## Notebook for obtaining smFISH gene-by-cell

In [1]:
#general packages
import pandas as pd
import numpy as np
from pathlib import Path
from glob import glob
import sys
sys.path.append("..")
#custom function
from make_gene_by_cell import *

## Identify z with most spots detected.
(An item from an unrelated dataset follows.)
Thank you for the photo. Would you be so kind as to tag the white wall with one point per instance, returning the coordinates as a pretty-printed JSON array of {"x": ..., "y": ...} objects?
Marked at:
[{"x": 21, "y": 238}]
Make sure spots are already matched to respective z-slice.

In [2]:
#read in spots for channel 1
channel_1_best = []

for pos in range(55):
    spot_paths = glob(f"/groups/CaiLab/personal/Lex/raw/230726_43gene_smfish/pyfish_tools/output/dots_detected/Channel_1/spots_in_cells/Pos{pos}/*")
    counts = []
    if spot_paths == []:
        continue
    for path in spot_paths:
        counts.append(len(pd.read_csv(path)))
    highest_counts = np.argmax(counts)
    channel_1_best.append(spot_paths[highest_counts])

In [3]:
#read in spots for channel 2
channel_2_best = []

for pos in range(55):
    spot_paths = glob(f"/groups/CaiLab/personal/Lex/raw/230726_43gene_smfish/pyfish_tools/output/dots_detected/Channel_2/spots_in_cells/Pos{pos}/*")
    counts = []
    if spot_paths == []:
        continue
    for path in spot_paths:
        counts.append(len(pd.read_csv(path)))
    highest_counts = np.argmax(counts)
    channel_2_best.append(spot_paths[highest_counts])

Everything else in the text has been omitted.